Elias was born in Tennessee in 1821 and migrated to Franklin County in 1847 and purchased a thousand acres of land along the Mulberry River. He, his wife Sarah, and several children began the difficult task of clearing the land and developing a productive farm.
When the Civil War started, Elias was a member of the 7th Arkansas Militia which was somewhat like todays National Guard. He was called into active service and later joined the 4th Arkansas Cavalry. He was involved in the battle of Devil’s Backbone, Dardanelle, and Poison Springs. After the war, he returned home to his farm where he served in various political positions including justice of the peace, county judge, and in the state legislature. Arkansas has a unique approach to consumption and sale of alcohol. Counties have the option of voting “wet” (sale of all alcohol), dry (no alcohol), or semi-wet which allows wine and beer but not hard liquor. During Turner’s administration, Franklin became the only area county to vote “wet.”
After completing his 1878 term as state legislator, Turner retired to his farm on the Mulberry River, the area we now known as Turner Bend.

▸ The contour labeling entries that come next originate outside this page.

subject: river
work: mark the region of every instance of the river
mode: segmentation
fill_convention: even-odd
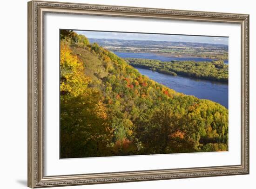
[[[120,57],[133,57],[138,58],[154,59],[162,61],[170,60],[195,60],[204,59],[202,58],[172,58],[162,56],[151,53],[134,53],[115,52]],[[123,54],[125,53],[125,54]],[[128,53],[128,54],[127,54]],[[128,57],[128,56],[130,57]],[[166,58],[176,58],[167,60]],[[194,58],[194,60],[191,58]],[[201,58],[201,59],[200,59]],[[198,60],[203,61],[207,60]],[[208,60],[208,61],[210,60]],[[229,107],[229,86],[226,83],[213,82],[208,80],[194,79],[181,76],[173,76],[157,72],[153,72],[150,70],[139,68],[135,68],[142,75],[148,76],[150,79],[159,83],[162,84],[176,91],[186,94],[192,95],[202,99],[208,99],[217,102],[224,106],[227,108]]]
[[[190,61],[195,62],[211,62],[215,59],[211,59],[206,58],[201,58],[200,57],[170,57],[164,56],[154,53],[147,52],[114,52],[115,54],[119,57],[122,58],[146,58],[153,60],[159,60],[163,62],[170,62],[172,60],[177,60],[180,61]],[[229,61],[225,60],[224,63],[226,64],[229,63]]]

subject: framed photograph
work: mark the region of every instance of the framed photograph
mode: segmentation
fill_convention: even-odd
[[[28,3],[31,188],[249,173],[249,15]]]

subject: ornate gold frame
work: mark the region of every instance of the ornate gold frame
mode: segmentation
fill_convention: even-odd
[[[43,21],[46,13],[169,19],[241,26],[241,162],[239,165],[45,176]],[[249,173],[249,15],[106,5],[28,3],[28,186],[31,188],[246,174]]]

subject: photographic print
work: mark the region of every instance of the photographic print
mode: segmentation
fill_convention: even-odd
[[[228,43],[60,30],[60,158],[228,151]]]

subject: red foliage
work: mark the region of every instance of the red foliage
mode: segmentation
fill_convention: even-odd
[[[142,87],[147,87],[147,85],[148,85],[148,83],[147,83],[145,82],[143,82],[141,83],[141,86]]]

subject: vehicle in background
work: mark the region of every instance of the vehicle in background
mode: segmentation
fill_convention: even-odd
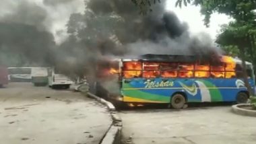
[[[55,68],[48,69],[48,75],[49,86],[53,89],[57,87],[68,89],[70,85],[73,83],[73,81],[60,73]]]
[[[139,59],[105,61],[98,67],[98,95],[128,105],[169,104],[182,108],[190,102],[247,103],[241,61],[228,56],[199,59],[194,56],[146,55]],[[255,88],[253,65],[246,63]]]
[[[35,86],[45,86],[48,84],[48,68],[33,67],[32,82]]]
[[[8,70],[6,67],[0,66],[0,87],[8,84]]]
[[[11,82],[31,82],[32,67],[8,67],[8,79]]]

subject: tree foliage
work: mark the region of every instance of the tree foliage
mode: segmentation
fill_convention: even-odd
[[[247,56],[250,61],[255,63],[255,31],[256,1],[255,0],[177,0],[177,6],[181,7],[183,3],[191,3],[201,6],[201,13],[205,15],[204,22],[209,26],[211,15],[214,12],[226,14],[234,20],[228,25],[224,26],[218,36],[217,42],[228,48],[229,50],[239,50],[238,55],[242,58],[244,80],[251,94],[253,94],[249,86],[245,71]],[[228,46],[228,47],[227,47]],[[234,48],[234,50],[230,48]],[[255,64],[255,63],[254,63]]]
[[[156,3],[160,3],[161,0],[131,0],[140,9],[140,13],[146,14],[152,11],[151,6]]]

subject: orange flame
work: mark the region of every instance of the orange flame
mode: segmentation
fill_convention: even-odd
[[[179,77],[181,78],[187,78],[187,77],[193,77],[193,73],[192,71],[180,71]]]
[[[160,63],[144,63],[144,70],[158,70]]]
[[[125,78],[137,77],[141,75],[141,71],[123,71],[123,75]]]
[[[124,70],[141,70],[142,65],[138,61],[129,61],[123,63]]]
[[[199,65],[196,64],[195,67],[195,70],[198,71],[209,71],[210,65]]]
[[[178,76],[178,72],[176,71],[162,71],[161,73],[162,77],[177,77]]]
[[[212,72],[211,72],[211,74],[214,77],[217,77],[217,78],[224,78],[225,77],[225,73],[224,72],[212,71]]]
[[[109,70],[109,73],[110,74],[117,74],[119,73],[119,71],[118,69],[114,69],[113,67],[110,68],[110,69]]]
[[[159,71],[144,71],[143,72],[143,77],[145,78],[156,78],[160,75]]]
[[[195,71],[195,77],[199,77],[199,78],[209,77],[210,72],[209,71]]]
[[[222,61],[226,63],[226,71],[235,71],[236,63],[234,61],[232,57],[228,56],[222,56]]]

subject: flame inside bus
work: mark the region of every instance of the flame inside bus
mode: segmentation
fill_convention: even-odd
[[[232,57],[222,56],[221,63],[156,63],[124,61],[122,71],[119,68],[109,69],[110,74],[121,73],[125,78],[189,78],[216,77],[232,78],[236,76],[236,63]]]

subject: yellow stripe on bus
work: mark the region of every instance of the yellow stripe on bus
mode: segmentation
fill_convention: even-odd
[[[129,96],[123,96],[123,102],[148,102],[148,103],[164,103],[159,101],[147,100],[140,98],[134,98]]]
[[[239,89],[239,87],[195,87],[196,89]],[[136,89],[183,89],[183,87],[157,87],[157,88],[123,88],[123,90],[136,90]]]

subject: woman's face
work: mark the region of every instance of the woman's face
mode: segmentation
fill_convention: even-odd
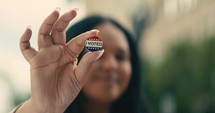
[[[126,90],[131,78],[129,45],[123,32],[111,23],[96,29],[105,52],[92,65],[83,92],[92,102],[111,103]]]

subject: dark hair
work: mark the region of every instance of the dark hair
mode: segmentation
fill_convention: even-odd
[[[66,32],[67,42],[73,37],[94,29],[97,25],[103,24],[105,22],[110,22],[118,29],[120,29],[126,36],[127,42],[129,44],[131,52],[131,64],[132,64],[132,76],[127,90],[122,94],[122,96],[116,100],[111,106],[111,113],[142,113],[143,107],[141,105],[141,93],[140,93],[140,71],[139,71],[139,58],[137,53],[137,47],[134,43],[134,38],[132,35],[118,22],[113,19],[105,18],[102,16],[90,16],[78,23],[71,26]],[[79,57],[82,57],[82,54]],[[65,113],[83,113],[81,106],[82,102],[86,98],[82,92],[79,93],[77,98],[71,103],[71,105],[66,109]],[[142,110],[141,110],[142,109]]]

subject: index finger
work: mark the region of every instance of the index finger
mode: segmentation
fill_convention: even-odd
[[[77,57],[85,46],[85,42],[89,37],[97,36],[99,33],[98,30],[94,29],[85,33],[82,33],[70,40],[67,43],[67,47],[70,49],[70,53],[73,57]]]

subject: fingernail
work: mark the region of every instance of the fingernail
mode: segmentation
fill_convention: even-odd
[[[55,11],[57,11],[57,12],[60,12],[60,10],[61,10],[60,7],[57,7],[57,8],[55,9]]]
[[[102,49],[101,51],[99,51],[99,55],[96,57],[95,61],[98,60],[104,53],[104,49]]]
[[[27,26],[27,29],[31,29],[31,25],[28,25],[28,26]]]
[[[78,9],[78,8],[74,8],[74,10],[79,11],[79,9]]]
[[[92,32],[96,32],[96,35],[98,35],[99,34],[99,30],[97,30],[97,29],[93,29],[93,30],[91,30]]]

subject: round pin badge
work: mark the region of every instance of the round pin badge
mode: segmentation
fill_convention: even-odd
[[[99,51],[102,49],[103,43],[99,37],[94,36],[86,40],[85,46],[89,51]]]

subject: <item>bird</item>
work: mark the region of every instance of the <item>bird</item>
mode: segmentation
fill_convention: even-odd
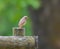
[[[19,23],[18,23],[18,27],[19,27],[20,29],[22,29],[23,26],[26,24],[27,19],[28,19],[28,16],[24,16],[24,17],[22,17],[22,18],[20,19],[20,21],[19,21]]]

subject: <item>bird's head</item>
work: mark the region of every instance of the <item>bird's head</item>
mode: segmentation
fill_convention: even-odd
[[[24,16],[25,19],[28,19],[28,16]]]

In the 1880’s, new technology was advancing into the common market place. World Fairs introduced these new “sciences” to the world and they became regional attractions at such events as county fairs and traveling shows. These included such things as prototypes of automobiles, X-ray machines that took internal photos, and telephones. The X-ray machine was especially attractive and many people subjected themselves to numerous photos, little realizing the dangers of excessive exposure. Electrical apparatuses were of special delight. Machines were developed which demonstrated the ability of electricity to generate lightning bolts, turn on lights, and even run machines. One extremely popular apparatus that hit the fair circuit was called the Electro-magneto machine. The machine consisted of two medal cylinders connected to opposite poles of an electric generator. The operator challenged individuals to hold onto both cylinders while he cranked the generators and produced a charge.
Elias was a tough man. He had cleared acres of land along the Mulberry River, survived the battles of the Civil War, and enjoyed the rough and tumble politics of the day. While at a local fair, he took the magneto challenge and proved quite capable of withstanding the shock, so much so he demonstrated his ability over and over to his friends and colleagues.
On his way home, he began feeling faint, evidently feeling the pressure of an irregularity in the beating of his heart. Turning to his oldest son John, he muttered, “I think I’ve killed myself.”
He was found deceased in his bed the next morning. Elias is buried in John Huggins Cemetery, Franklin County, Arkansas, a victim of the old adage, “it’s ok, I am going to do this ONE MORE TIME.”